Con il Covid aumenta il rischio di isolamento e di cyberbullismo, i ragazzi hanno sempre più difficoltà a immaginare il proprio futuro
Con il Covid aumenta il rischio di isolamento e di cyberbullismo, i ragazzi hanno sempre più difficoltà a immaginare il proprio futuro. Sei ore al giorno davanti allo schermo per la didattica a distanza. Poi pomeriggi interi on line per studiare o chattare con gli amici. Le scuole sono chiuse, anche piscine e palestre. Le vite dei ragazzi durante la pandemia sono sempre più nella piazza virtuale ed è lì che per loro si gioca tutto. Qualche rara passeggiata all’aria aperta, ma per il resto tutto è fatto di bit. Tanto che per il 36% potrebbe essere utile un’app con la quale affrontare i genitori.

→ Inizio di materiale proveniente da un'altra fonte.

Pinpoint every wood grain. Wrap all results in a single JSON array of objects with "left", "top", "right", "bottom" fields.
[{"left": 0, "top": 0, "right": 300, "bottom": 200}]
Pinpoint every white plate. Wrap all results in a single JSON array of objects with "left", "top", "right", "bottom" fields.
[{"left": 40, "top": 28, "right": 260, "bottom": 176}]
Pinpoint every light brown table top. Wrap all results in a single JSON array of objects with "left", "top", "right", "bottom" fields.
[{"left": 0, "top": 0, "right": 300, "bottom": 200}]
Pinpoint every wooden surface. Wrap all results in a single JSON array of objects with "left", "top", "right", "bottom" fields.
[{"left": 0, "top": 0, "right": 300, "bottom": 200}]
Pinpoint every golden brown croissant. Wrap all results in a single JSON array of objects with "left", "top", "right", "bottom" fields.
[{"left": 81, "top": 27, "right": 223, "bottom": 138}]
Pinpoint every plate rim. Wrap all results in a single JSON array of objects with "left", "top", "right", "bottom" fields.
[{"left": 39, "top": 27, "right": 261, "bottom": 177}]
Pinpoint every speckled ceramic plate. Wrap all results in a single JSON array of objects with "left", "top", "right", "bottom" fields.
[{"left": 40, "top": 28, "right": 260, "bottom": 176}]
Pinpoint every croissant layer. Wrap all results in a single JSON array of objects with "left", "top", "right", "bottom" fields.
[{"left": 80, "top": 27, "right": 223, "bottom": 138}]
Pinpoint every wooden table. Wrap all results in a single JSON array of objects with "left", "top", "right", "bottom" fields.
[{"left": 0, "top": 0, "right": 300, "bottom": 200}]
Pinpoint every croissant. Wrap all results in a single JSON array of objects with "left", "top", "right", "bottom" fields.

Sono i dati che emergono da un sondaggio dell’Associazione nazionale dipendenze tecnologiche, GAP e cyberbullismo. Sondaggio condotto in collaborazione con il portale Skuola.net e con Vrai. Lo studio è stato condotto su un campione di 3.115 studenti di età tra 11 e 19 anni.
Una richiesta di aiuto
Tra i tanti bisogni che ha fatto emergere questa pandemia, c’è quello di ricevere una buona educazione al digitale. Un’esigenza sentita dal 77% dei ragazzi tra gli 11 e i 19 anni. “Chiedono a noi adulti, genitori, insegnanti, educatori, di prenderci cura della loro vita. – Spiega Giuseppe Lavenia, psicoterapeuta, docente universitario, e presidente dell’Associazione Nazionale Di.Te. – Nell’educazione digitale rientrano anche temi come la sessualità, l’identità sessuale. Temi di cui non si parla più tanto e di cui, invece, i ragazzi vogliono sapere. Introdurre l’educazione digitale, potrebbe essere uno strumento di supporto ai cambiamenti che ci troveremo ad affrontare. Non solo sociali, relazionali, ma anche lavorativi da qui in avanti”.
La sessualità esibita
Il 26,2% dei giovani intervistati dichiara di aver inviato proprie foto o video intimi via chat o Social. Il sesso è sempre più virtuale ed esibito. “E’ un tipo di sessualità in parte legata alla realtà virtuale. E ancora, in parte legata al fatto che oggi la sessualità viene continuamente mostrata e remunerata. Non solo i ragazzi possono accedere facilmente a siti porno, soft e hard. Ma nella pubblicità e nei programmi tv la sessualità viene esibita. E ancora viene considerata una via attraverso cui ci si può affermare e avere successo. Un successo che può essere monetizzato. Il porno divo Rocco Siffredi è stato presentato nei talk show come un modello di riferimento. Idem per le veline che si agitano in atteggiamenti seduttivi e per gli attori del Grande Fratello e simili”. Queste le parole di Anna Oliverio Ferraris. Psicologa, psicoterapeuta e professore ordinario di Psicologia dello sviluppo all’Università della Sapienza di Roma. Gli adolescenti finiscono così per emulare i comportamenti di divi e attori.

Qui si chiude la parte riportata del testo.